"You know why I couldn't do your job? It's not the cooking, I guess I could learn that. It's the heat. I don't know how you stand it back here." Almost every non-cook who stands on the line invariably makes that comment. When I first brought Jen to the kitchen to show her my new digs, she said the first thing she noticed was the heat.
One hot day last month our fun was to keep checking the probes tucked in our sleeve for the temperature. It went anywhere from 41C (105.8 F) to 44C (111.2 ºF) and dinner rush hadn't even started. This means the burners were off and we weren't rushing to put orders out. The stove was on though, it's always on, and so were the grill and the friers.
To all of you out there, take heart when I tell you after a while you don't notice the heat anymore. Also some comfort should be the fact that you really are not on the line your entire shift, there's a lot of prep to be done. In fact at the beginning of your career, depending on what kitchen you are in, you may be doing only prep. As Anthony Bourdain puts it in "The Nasty Bits," you might be "chained to a sink in a crowded sub-cellar, doing nothing more glamorous, hour after hour after hour, than scraping vegetables or washing shellfish." I must have lucked out in this kitchen because the most unpleasant job I did, and it was not for hours, was to clean calamari. Although there is this one girl who had to deshell lobster and after two hours of playing in lobster juice her fingers had gotten quite pruny.
There are two kitchens at my workplace. A banquet kitchen and the bistro kitchen downstairs. I spend most of my time in the bistro. I really dig the fast pace of it all and have the stamina required to make it through the madness as we fall in the weeds and have to get ourselves out. In the upstairs kitchen there can be 4-5 people prepping and plating all day for a function of say 200 people. And the food all goes out in an hour.
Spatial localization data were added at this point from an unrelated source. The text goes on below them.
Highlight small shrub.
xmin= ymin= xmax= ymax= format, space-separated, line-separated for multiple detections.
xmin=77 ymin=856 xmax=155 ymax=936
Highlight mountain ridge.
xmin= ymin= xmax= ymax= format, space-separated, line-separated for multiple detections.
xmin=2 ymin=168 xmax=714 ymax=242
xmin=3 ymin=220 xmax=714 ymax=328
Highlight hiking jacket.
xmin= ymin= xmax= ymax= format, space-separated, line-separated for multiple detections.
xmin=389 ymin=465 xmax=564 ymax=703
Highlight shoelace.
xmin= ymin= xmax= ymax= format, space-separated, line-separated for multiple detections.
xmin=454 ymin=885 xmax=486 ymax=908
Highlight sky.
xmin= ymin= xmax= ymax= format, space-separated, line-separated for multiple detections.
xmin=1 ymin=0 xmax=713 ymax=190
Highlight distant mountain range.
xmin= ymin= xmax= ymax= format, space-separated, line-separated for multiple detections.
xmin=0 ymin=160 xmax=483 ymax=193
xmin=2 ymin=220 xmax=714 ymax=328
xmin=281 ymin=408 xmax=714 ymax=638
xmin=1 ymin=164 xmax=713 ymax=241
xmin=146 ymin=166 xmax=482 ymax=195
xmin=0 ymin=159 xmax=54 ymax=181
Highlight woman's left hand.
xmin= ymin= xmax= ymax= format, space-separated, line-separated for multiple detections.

That's their rush: An hour, two at most. I think I'd be bored. My assistance was required not long ago for the glamorous job of sorbet scooping. 145 people, 3 different scoops of sorbet for each. You do the math. And you can't just throw the stuff in the cup, it has to look pretty. And you better hurry, because IT MELTS (unless you choose to do the entire job standing in the freezer) So you wheel out a tray of empty cups, fill them each with peach sorbet, rinse the scoop and move on to let's say raspberry, rinse the scoop and do, i don't know, lemon. Wheel the first tray in, wheel the second, empty tray out. Repeat. Repeat. Repeat. 145 people, 3 scoops each.
So yeah. It's not always that hot, you might just be freezing. I know your hands will.